We were tired from fighting our way through wicked patches of briers and buckvine that tore at our hands and faces. The only way to get through the worst places was to back in, letting our thick coats take the thorns. Mr. Richard’s waders had a hole punched in the right knee and had already been in water higher than that several times. I could hear ice water squishing between his toes every time he took a step, but he didn’t complain.

The year was 1968, and as a high-school junior, I had to attend school the next day. Richard Grimes had to be on his job at the state highway department at seven o’clock sharp. Old Rock, Mr. Richard’s white-footed redbone, was having a hard time following the track. Whenever his voice rolled through the big timber, it sounded unsure and questioning. Red, his littermate, and Smokey, my young bluetick, were chiming in and helping when they could.

“Boy,” he said, “your mama’s liable to skin my head for keeping you out this late on a school night.”

“Aw, she won’t say nothing,” I said, even though I knew she probably would. My English grades were directly affected by the number of times we took the dogs out during the week. They dropped low enough during my senior year that my teachers denied me a diploma, but at that point in my life, I honestly believe I loved coonhunting as much as any man could. The voices of the dogs as they tore through a cotton patch or creek bottom, going all out, so close you could hear their bodies crashing through the brush, filled me with a thrill like no other endeavor, certainly not homework or school.

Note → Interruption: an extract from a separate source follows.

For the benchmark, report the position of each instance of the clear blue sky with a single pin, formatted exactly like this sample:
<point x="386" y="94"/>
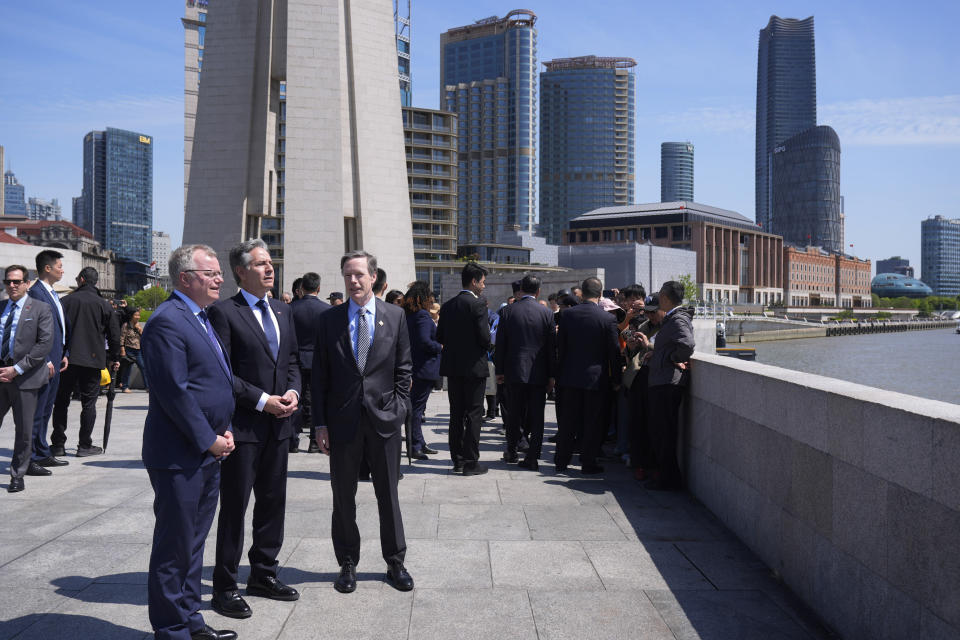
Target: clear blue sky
<point x="887" y="81"/>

The dogs were running a little better now and moving away, so we walked on down in the bottom to get closer. They finally got it straightened out and got a pretty good race going, and we just stood and listened for a while. I knew it had to be past midnight by now, but I didn’t say anything. I’d learned a long time before that when you went coonhunting, there were no set hours. You might catch one in an hour and you might stay out until daylight. It all depended on the dogs.

The trees around us were tall and dark. Their naked branches were outlined against the blanket of stars above them. The dogs suddenly stopped running and the woods were quiet for a few seconds. Then Old Rock opened up with a steady, hammering chop that said, Treed!

“That’s it, Larry,” Mr. Richard said.

“Yes sir, I believe it is. Old Smokey’s even barking a little.”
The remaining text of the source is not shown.